Saremo brutalmente onesti. C’è da essere ossessionati dai cambi di supporto, come pedine nel mezzo di una rivoluzione scacchistica: la letteratura e l’editoria provano a reagire, la musica lo fa da qualche anno, ma le lamentazioni e le sveglie nel cuore della notte continuano. I musicisti sognano la solidità del disco, noi scrittori facciamo incubi di immaterialità completa, e così via. Ma fino a un secolo e qualcosa or sono, prima dell’avvento del fonografo, le partiture – le opere – vivevano solo nell’aria delle sale da concerto oppure su carta, sugli spartiti rilegati e messi in circolazione da coloro i quali non a caso venivano chiamati ‘editori’.

La notizia è che uno dei compositori rock più amati e stralunati (e colti) degli ultimi vent’anni, Beck Hansen, pubblicherà il proprio nuovo album, Song Reader*, sotto forma di spartito, e uscirà da McSweeney’s: e insieme al pentagramma e alle liriche ogni canzone verrà accompagnata da un’illustrazione di alcuni tra i migliori nuovi nomi della scena anglosassone, Marcel Dzama e Leanne Shapton su tutti, e l’intero volume sarà rilegato con tutti gli accorgimenti grafici e fisici che lo trasformeranno in un vero e proprio oggetto capace di significare.

L’idea è che i ‘lettori’ potranno fornire ciascuno la propria versione di ogni pezzo, e i risultati dell’esperimento saranno on line sul sito di Mc Sweeney’s.
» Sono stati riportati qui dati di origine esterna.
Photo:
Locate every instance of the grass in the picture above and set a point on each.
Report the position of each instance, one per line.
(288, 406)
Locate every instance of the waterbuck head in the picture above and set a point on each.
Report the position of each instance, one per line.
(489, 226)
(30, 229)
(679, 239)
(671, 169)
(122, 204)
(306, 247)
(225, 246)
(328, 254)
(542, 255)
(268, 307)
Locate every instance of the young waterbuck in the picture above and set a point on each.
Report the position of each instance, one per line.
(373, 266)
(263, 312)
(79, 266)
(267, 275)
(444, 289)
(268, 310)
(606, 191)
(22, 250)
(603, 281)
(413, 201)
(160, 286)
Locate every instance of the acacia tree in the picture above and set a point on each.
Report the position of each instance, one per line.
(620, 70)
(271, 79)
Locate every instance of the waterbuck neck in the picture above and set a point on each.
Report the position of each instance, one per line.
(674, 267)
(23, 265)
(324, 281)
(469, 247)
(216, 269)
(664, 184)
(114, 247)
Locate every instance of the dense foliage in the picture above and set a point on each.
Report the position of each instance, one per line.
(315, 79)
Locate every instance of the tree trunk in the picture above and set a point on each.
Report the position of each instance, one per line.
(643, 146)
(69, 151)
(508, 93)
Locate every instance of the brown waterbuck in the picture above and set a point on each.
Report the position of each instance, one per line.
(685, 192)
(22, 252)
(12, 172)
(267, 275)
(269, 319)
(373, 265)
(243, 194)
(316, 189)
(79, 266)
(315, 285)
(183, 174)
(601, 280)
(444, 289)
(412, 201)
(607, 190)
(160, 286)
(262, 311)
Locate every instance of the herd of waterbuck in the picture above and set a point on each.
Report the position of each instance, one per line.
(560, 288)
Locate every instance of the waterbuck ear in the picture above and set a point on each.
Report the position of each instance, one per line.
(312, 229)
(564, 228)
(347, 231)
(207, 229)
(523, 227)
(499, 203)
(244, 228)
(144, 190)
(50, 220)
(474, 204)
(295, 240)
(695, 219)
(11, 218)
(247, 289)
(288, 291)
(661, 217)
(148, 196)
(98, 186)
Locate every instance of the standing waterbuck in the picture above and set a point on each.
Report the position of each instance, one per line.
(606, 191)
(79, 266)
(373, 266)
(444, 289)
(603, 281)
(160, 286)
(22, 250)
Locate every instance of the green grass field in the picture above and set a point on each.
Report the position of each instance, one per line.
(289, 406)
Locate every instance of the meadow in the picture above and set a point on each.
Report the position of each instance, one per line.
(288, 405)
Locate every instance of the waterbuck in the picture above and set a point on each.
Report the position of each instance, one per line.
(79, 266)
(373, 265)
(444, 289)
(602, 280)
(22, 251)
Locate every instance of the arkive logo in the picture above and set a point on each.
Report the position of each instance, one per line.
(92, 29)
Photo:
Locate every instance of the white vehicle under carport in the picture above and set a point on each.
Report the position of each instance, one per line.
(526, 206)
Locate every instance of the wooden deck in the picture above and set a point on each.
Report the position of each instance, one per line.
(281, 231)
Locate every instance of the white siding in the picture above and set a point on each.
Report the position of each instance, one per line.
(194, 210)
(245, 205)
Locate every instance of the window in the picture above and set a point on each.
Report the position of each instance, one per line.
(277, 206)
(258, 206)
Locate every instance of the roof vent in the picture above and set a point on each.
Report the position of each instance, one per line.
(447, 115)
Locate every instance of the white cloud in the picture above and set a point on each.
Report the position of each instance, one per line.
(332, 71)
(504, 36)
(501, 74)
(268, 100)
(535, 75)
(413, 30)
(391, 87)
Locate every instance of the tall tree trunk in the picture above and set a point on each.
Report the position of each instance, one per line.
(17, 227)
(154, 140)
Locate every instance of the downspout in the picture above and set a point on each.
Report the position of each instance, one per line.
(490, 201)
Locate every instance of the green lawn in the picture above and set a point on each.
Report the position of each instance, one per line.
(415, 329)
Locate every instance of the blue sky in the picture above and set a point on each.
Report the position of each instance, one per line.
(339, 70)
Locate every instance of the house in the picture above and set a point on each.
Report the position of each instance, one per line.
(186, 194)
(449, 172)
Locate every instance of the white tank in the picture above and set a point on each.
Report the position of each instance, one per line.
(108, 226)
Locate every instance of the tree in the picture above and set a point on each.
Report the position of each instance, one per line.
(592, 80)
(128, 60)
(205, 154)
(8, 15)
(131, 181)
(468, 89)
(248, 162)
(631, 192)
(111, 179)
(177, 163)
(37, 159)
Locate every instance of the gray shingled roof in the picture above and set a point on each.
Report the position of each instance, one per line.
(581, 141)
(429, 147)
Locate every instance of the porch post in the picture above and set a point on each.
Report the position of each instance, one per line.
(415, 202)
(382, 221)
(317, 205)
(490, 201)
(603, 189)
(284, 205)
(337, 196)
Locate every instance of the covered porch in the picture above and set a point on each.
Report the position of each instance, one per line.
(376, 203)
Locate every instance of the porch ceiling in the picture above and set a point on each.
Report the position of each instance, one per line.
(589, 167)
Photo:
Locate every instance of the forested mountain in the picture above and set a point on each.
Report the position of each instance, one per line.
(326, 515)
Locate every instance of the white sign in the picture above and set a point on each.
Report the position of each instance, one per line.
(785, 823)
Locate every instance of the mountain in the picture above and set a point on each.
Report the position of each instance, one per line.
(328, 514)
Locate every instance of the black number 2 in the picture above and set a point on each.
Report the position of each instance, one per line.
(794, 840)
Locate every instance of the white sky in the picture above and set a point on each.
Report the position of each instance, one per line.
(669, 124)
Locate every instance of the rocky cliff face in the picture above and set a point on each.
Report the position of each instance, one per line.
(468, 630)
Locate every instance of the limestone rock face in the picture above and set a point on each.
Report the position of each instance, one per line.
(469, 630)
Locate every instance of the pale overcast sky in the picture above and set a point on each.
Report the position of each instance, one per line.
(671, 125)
Bastano uno strumento e una voce – e il non trascurabile dettaglio di saper leggere la musica, visto che come scrive sempre il critico del New Yorker Alex Ross la principale differenza tassonomica, a questo punto, non è tra ‘musica colta’ e ‘musica popolare’ ma tra ‘musica notazionale’ e ‘non notazionale’. L’esperimento di Beck, peraltro, rivolta i piani del discorso anche da questo punto di vista, proprio perché è inimmaginabile pensare alla cultura musicale del secondo Novecento senza il timbro immortalato per sempre dei grandi protagonisti ‘non notazionali’, dai Beatles ai Velvet Underground, da De Andrè a Serge Gainsbourg: ve le immaginate le loro canzoni come segni grafici da interpretare, o per meglio dire, ‘suoni in potenza’? Cosa sarebbe l’intero bagaglio del Pop senza la registrazione, senza la miracolosa vicinanza di scrittura e incisione? (Ben consapevoli che i compositori puri esistono e che Can’t Take my Eyes Off of You di Burt Bacharach ha almeno cinquanta diverse vite vocali…)

Se poi si aggiunge che lo spunto interpretativo – le ‘indicazioni’, i fortissimo o gli adagio o con brio – di Song Reader sono frammenti visivi, opere pittoriche o disegni, ritorniamo sul solito punto fondamentale. Oggi, ora, le persone più interessanti e sensibili, sul pianeta dell’invenzione e dell’espressione artistica, sono sempre più quelle che lasciano sfregare tra di loro i codici di linguaggi distanti. I vecchi formati scompaiono, lo spazio produttivo si restringe: presto gli ‘autori’ che non sapranno auto-educarsi alla collaborazione efficace con altre discipline saranno lo spettacolo meno interessante del mondo.